Dal 1970, un mese e due giorni dopo l’equinozio di primavera, si celebra la Giornata Mondiale della Terra per sensibilizzare l’opinione pubblica
La Giornata Mondiale della Terra viene celebrata, ogni anno, un mese e due giorni dopo l’equinozio di primavera: fortemente voluta dalle Nazioni Unite, oggi vi prendono parte 175 paesi con l’obiettivo di sensibilizzare l’opinione pubblica in merito alle problematiche ambientali che il mondo deve affrontare.

Celebrata per la prima volta nel 1970, è diventata un’occasione educativa e informativa nella quale organizzazioni, governi e singoli cittadini fanno i conti con tematiche ormai all’ordine del giorno: inquinamento, esaurimento delle risorse non rinnovabili, riciclo, tutela degli habitat ed estinzioni, solo per fare alcuni esempi.

E se sono discordanti le stime sul futuro a breve e medio termine di risorse e habitat, quel che è certo è che senza una maggiore sensibilità a queste tematiche, il nostro pianeta non potrà più essere un luogo confortevole e vivibile.

  • Natura, spettacolo, eruzione
    Il vulcano Mayon in eruzione a sud di Manila. 31 gennaio 2018. Filippine. (Foto: TED ALJIBE /AFP / Getty Images)

Fonte: Wired

Sensibilità e partecipazione crescenti

In Italia, dal 2007 Earth Day Italia celebra questa importante giornata anche nel Bel Paese e lavora per promuovere la formazione di una nuova coscienza ambientale attraverso una sempre più estesa rete di dialogo tra i tanti soggetti che, a vario titolo, si occupano della salvaguardia del Pianeta.

Earth Day Italia è la sede italiana ed europea dell’Earth Day Network di Washington, l’ONG internazionale che promuove la Giornata Mondiale della Terra delle Nazioni Unite. Nato nel 1970 l’Earth Day coinvolge ogni anno oltre un miliardo di persone grazie all’opera degli oltre 22mila partner in oltre 190 paesi del mondo configurandosi così come l’evento di sensibilizzazione alla tutela del Pianeta più impattante al mondo.

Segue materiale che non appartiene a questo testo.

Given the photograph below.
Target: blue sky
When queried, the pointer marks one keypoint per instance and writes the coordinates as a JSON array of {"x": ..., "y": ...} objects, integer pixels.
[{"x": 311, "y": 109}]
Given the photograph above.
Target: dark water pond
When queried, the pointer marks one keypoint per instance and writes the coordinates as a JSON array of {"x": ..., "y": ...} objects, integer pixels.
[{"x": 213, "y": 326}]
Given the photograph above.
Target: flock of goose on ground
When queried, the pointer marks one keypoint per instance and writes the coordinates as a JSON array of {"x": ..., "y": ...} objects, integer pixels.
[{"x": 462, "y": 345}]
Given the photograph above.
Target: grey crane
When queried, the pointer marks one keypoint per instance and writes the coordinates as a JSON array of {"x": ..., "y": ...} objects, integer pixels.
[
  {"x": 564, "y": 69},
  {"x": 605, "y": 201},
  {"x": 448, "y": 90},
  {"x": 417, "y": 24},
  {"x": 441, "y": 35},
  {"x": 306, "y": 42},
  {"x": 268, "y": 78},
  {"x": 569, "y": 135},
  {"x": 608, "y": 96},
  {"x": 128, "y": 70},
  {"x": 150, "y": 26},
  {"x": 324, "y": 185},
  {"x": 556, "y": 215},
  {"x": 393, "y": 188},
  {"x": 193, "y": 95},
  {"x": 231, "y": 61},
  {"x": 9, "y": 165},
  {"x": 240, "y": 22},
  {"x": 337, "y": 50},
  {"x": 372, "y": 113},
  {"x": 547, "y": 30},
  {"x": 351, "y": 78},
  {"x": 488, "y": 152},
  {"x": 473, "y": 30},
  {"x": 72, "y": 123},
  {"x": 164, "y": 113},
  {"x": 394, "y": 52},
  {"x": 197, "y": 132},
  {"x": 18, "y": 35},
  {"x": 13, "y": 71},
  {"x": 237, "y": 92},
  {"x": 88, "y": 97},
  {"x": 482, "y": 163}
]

Italia, il Paese che ha dato i natali a San Francesco
In questa giornata ci sentiamo di riproporvi la figura di San Francesco e una delle poche opere a lui attribuite: il Cantico delle Creature. L’abbiamo studiato tutti a scuola come uno dei primi testi in lingua volgare ed è bello pensare che la lingua italiana abbia preso inizio da un’esclamazione come «Laudato, sie!» rivolta al Padre nei cieli. E’ lo sguardo del bambino e dell’adulto, di ogni tempo: quasi un sintonizzarsi con il canto della creazione. Di chi sa stupirsi e indignarsi, meravigliarsi e impegnarsi. Per tutto questo vale la pena rileggere il Cantico delle Creature di Francesco d’Assisi con gli occhi e il cuore dell’uomo contemporaneo.
Il grande Amore per la natura di San Francesco è noto a tutti. Tutto ciò che esiste, dal più tenero filo d’erba alla più imponente montagna, è una creazione di Dio e lui gioisce di questo straordinario dono.

San Francesco amava le Creature perché, per loro tramite, vedeva il Creatore ma, che si appartenga a una qualsiasi Fede religiosa oppure no, il linguaggio di San Francesco ci parla del nostro bene comune più grande, la Terra, e lo fa con grande sensibilità, amore e con l’esempio, tanto da far impallidire i più radicali tra i moderni ecologisti.

L’esempio di Francesco sfida i secoli e la storia! Dopo 800 anni continua ad illuminare le coscienze, invitando tutti gli uomini a partire da sé stessi e dalle proprie scelte quotidiane, nell’arduo compito di migliorare il mondo. Egli ci esorta a non pretendere che siano i grandi della terra, i politici, gli amministratori, i governanti, il datore di lavoro… a iniziare questo percorso di autenticità. Ci chiama, invece, a seconda delle nostre possibilità, del nostro stato di vita, dei nostri doni di grazia e di natura, a rimboccarci le maniche per cercare di dare, all’ambiente in cui viviamo, un volto più umano e insieme “divino”.